A Long Branch man who spent almost 28 years trying to prove he was innocent of a rape for which he served four years in prison will not be able to collect money from the state for being wrongfully imprisoned, a panel of appellate judges ruled Tuesday.
The judges said that Dion Harrell, now 53, is not entitled to the $50,000 a year provided for in the state’s Compensation for Persons Mistakenly Imprisoned Act because he did not apply for it within two years of getting out of prison, as the act requires.
Harrell was not exonerated of the 1988 rape until 2016, some 19 years after he was released from prison. In the end, DNA testing completed in 2016 concluded Harrell did not commit the rape. But the DNA analysis that cleared him was not available when he went to trial in Monmouth County in 1992, his attorney, Glenn Andrew Garber, argued.
After Harrell was released from prison in 1997, access to DNA testing was limited to imprisoned convicts seeking to prove their innocence, and the state Legislature only made it available to freed convicts in 2015, Garber argued.
Even then, the Monmouth County Prosecutor’s Office at first rejected Harrell’s request to turn over the DNA evidence for testing. After the Prosecutor’s Office reversed course, the DNA evidence was analyzed, and Harrell’s conviction was vacated on Aug. 3, 2016.
Garber argued that barring Harrell's claim was contrary to the Legislature's intent when it enacted the law.

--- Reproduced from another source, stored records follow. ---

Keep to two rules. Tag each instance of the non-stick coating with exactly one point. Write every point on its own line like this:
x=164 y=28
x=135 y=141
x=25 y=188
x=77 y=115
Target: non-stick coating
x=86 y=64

Although Harrell filed his claim for compensation on Aug. 1, 2018, within two years of the court vacating his conviction and sentence, Judges Jack M. Sabatino, Thomas W. Sumners Jr. and Arnold L. Natali Jr. of the Appellate Division of Superior Court wrote in their decision that the law is clear that the statute of limitations starts to run upon a person’s release from prison.
The judges said they rejected Harrell’s arguments “as they effectively request that we rewrite a clear and unambiguous statute and ignore the Legislature’s clear manifestation that claims like Harrell’s must be filed within two years ‘after his release from imprisonment’ or ‘after the grant of a pardon.’"
Harrell also had requested $25,000 a year for every year he was required to register as a sex offender, under Megan’s Law.
Attorneys for the state Treasury Department argued Harrell was ineligible for any compensation for being on the sex-offender registry because he had pleaded guilty to violating the requirements of Megan’s Law. They also argued that Harrell should not receive compensation for being imprisoned because he had received a consecutive sentence for an unrelated burglary, according to the appellate decision.
The Treasury Department argued “he would have still …spent four years in prison for the burglary regardless of the outcome of the sexual assault charges’’ and consequently he should not receive any compensation for the four years he was unjustly incarcerated on the sexual assault offense," the judges wrote.
Harrell stood trial in 1992 in the September 1988 rape of a 17-year-old girl in Long Branch Despite an alibi — Harrell was playing basketball with friends at the time of the rape — he was convicted of sexual assault and sentenced to eight years in prison.
He had pleaded guilty in the unrelated burglary and was sentenced to a four-year, consecutive term for that.
Harrell was released on parole on March 26, 1997.